La chiesa intitolata alla Madonna della Mercede pur presentandosi oggi con struttura e arredi realizzati negli anni Trenta, dopo il terremoto del 1908, vanta una lunga storia e antichi legami con la tradizione religiosa locale. L’edificio appartiene alla confraternita omonima che da secoli tiene in vita una tra le più sentite processioni cittadine che, nella domenica di Pasqua, vede le sculture raffiguranti la Madonna e Cristo risorto incontrarsi lungo la strada, portate a spalla dai fedeli.

Nella chiesa, che anticamente era situata all’incirca nella zona attuale, sono custodite due tele conservate da decenni in un deposito da cui, per le loro pessime condizioni, non possono essere spostate.

Si tratta di due interessanti dipinti probabilmente realizzati tra gli ultimi anni del Cinquecento e i primi del Seicento ma poco si può dire di più, perché lo sporco e le cattive condizioni lasciano solo intravedere i soggetti raffigurati: una Pietà e una Madonna col Bambino.

Come riferisce il padre gesuita Placido Samperi nel suo testo del 1644, Iconologia della Gloriosa Vergine Madre di Dio, la piccola chiesa, prima di essere affidata nel 1595 ai Frati dell’Ordine dei Mercedari, era dedicata alla Madonna di Piè di Grotta e al suo interno si venerava un’immagine della Vergine con il Figlio morto inginocchiata davanti ad una grotta.

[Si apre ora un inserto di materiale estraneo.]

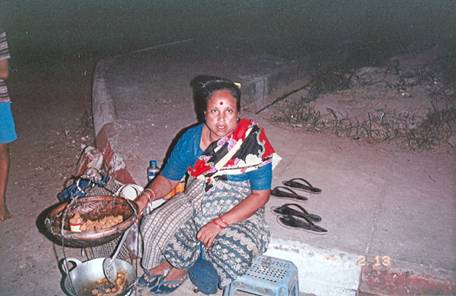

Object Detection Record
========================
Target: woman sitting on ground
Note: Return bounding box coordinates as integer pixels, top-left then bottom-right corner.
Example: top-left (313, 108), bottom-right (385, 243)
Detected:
top-left (137, 77), bottom-right (276, 294)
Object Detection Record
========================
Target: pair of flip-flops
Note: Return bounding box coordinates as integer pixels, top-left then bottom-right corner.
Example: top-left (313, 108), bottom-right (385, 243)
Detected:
top-left (271, 178), bottom-right (321, 200)
top-left (271, 203), bottom-right (328, 234)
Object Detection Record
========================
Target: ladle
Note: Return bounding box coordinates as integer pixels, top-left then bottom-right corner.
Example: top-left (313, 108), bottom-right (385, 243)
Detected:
top-left (103, 228), bottom-right (130, 284)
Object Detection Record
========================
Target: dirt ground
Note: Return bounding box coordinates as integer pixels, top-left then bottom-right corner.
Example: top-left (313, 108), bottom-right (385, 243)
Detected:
top-left (0, 57), bottom-right (94, 295)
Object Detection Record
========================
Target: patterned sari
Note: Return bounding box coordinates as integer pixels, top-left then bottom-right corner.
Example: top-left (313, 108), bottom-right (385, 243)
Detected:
top-left (141, 119), bottom-right (278, 287)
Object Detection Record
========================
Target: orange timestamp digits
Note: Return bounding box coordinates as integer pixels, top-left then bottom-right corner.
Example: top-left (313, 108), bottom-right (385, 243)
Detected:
top-left (356, 256), bottom-right (392, 268)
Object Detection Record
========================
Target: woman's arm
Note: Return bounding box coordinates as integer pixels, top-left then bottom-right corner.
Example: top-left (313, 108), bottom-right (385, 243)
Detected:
top-left (135, 175), bottom-right (178, 213)
top-left (218, 190), bottom-right (271, 225)
top-left (196, 190), bottom-right (271, 249)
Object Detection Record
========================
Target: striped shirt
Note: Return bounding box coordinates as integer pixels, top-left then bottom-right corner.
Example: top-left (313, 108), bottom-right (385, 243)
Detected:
top-left (0, 32), bottom-right (11, 103)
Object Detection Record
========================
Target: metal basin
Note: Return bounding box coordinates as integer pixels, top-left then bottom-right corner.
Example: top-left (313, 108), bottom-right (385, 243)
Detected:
top-left (60, 258), bottom-right (136, 296)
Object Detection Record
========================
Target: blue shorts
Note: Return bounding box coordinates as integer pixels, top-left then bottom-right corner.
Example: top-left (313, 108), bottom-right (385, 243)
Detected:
top-left (0, 102), bottom-right (17, 144)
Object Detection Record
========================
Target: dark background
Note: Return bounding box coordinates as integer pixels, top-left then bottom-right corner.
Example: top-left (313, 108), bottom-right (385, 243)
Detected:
top-left (0, 0), bottom-right (456, 63)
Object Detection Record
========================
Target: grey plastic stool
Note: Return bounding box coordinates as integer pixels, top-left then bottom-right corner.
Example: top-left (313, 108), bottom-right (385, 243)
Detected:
top-left (223, 256), bottom-right (299, 296)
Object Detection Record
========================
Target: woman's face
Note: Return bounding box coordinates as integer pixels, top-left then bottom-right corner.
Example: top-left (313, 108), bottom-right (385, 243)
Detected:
top-left (205, 90), bottom-right (239, 140)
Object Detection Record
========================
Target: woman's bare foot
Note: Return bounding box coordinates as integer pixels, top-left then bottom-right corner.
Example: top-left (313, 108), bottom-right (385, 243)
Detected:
top-left (0, 205), bottom-right (13, 221)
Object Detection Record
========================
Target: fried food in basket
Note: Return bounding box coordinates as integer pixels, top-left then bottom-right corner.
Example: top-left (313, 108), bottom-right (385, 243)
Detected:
top-left (81, 272), bottom-right (127, 296)
top-left (69, 213), bottom-right (123, 232)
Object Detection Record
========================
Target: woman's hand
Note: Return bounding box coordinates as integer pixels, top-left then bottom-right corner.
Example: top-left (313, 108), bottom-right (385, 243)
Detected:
top-left (135, 193), bottom-right (149, 216)
top-left (196, 221), bottom-right (222, 250)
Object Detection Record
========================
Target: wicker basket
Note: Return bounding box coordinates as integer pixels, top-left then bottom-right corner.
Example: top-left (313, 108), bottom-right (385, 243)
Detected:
top-left (44, 195), bottom-right (137, 248)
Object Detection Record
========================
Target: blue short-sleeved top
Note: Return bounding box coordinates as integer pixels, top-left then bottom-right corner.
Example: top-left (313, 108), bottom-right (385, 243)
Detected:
top-left (161, 123), bottom-right (272, 190)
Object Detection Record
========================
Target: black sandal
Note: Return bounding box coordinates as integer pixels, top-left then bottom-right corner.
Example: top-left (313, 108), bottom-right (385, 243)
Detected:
top-left (278, 215), bottom-right (328, 234)
top-left (282, 178), bottom-right (321, 193)
top-left (271, 186), bottom-right (307, 200)
top-left (271, 203), bottom-right (321, 222)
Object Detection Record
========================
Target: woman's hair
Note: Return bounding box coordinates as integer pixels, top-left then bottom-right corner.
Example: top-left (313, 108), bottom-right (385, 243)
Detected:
top-left (190, 75), bottom-right (241, 119)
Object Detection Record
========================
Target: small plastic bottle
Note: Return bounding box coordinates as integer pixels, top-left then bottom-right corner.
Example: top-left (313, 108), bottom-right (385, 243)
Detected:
top-left (147, 159), bottom-right (160, 182)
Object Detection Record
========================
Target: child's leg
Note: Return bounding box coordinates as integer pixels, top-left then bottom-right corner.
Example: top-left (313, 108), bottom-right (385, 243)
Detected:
top-left (0, 144), bottom-right (11, 221)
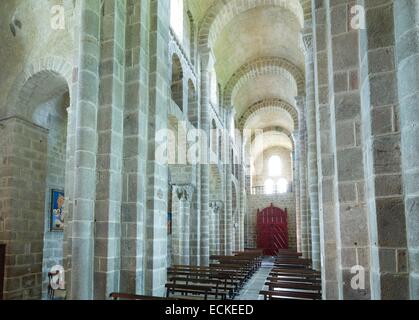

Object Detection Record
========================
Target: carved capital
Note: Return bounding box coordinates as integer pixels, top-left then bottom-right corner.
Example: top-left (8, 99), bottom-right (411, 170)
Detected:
top-left (210, 201), bottom-right (223, 214)
top-left (173, 184), bottom-right (195, 201)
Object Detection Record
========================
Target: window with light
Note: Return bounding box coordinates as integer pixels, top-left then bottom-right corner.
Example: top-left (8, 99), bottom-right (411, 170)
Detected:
top-left (170, 0), bottom-right (184, 43)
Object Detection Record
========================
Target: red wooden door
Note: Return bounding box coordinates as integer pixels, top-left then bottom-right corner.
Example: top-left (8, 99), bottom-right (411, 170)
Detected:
top-left (256, 205), bottom-right (288, 256)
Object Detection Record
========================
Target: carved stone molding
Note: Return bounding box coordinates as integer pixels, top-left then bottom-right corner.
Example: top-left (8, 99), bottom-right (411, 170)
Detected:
top-left (172, 184), bottom-right (195, 201)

La riproduzione del dipinto riportata dal testo del Samperi conferma l’identità di quell’antico quadro con la Pietà attualmente custodita nell’edificio.

La Madonna col Bambino, invece, proviene probabilmente da un’altra chiesa messinese ed è giunta in questa per vie e motivi ancora sconosciuti. Non è citata, infatti, dalle fonti più antiche che descrivono l’edificio e non corrisponde alla raffigurazione tradizionale della Madonna della Mercede.

L’immagine, anch’essa databile tra la fine del Cinquecento e i primissimi anni del Seicento, è una delle innumerevoli derivazioni, diffuse su tutto il territorio nazionale, della miracolosa icona bizantina venerata nella Basilica di Santa Maria Maggiore a Roma e denominata “Salus Populi Romani”.

Lo stato di conservazione delle tele è assai precario e un ulteriore ritardo nell’intervento di recupero potrebbe causare la perdita definitiva di queste due preziose testimonianze della storia e dell’arte messinese, che andrebbero così ad aggiungersi a tutte quelle cancellate dal terremoto.

Questi dipinti dimenticati meritano di essere riportati alla luce con un accurato restauro che restituirà loro non solo la leggibilità e la luminosità che hanno perso per lo sporco accumulato nei secoli, ma anche quella stabilità che potrà consentire di esporle alle pareti della chiesa che, attualmente, sono occupate esclusivamente da riproduzioni fotografiche.

In tal modo si restituirebbe all’interno ecclesiastico quella dignità storica e artistica che merita e le due vetuste immagini potrebbero essere godute dall’intera comunità oltre a consentire studi più approfonditi che potrebbero approdare a scoperte significative per la storia dell’arte messinese.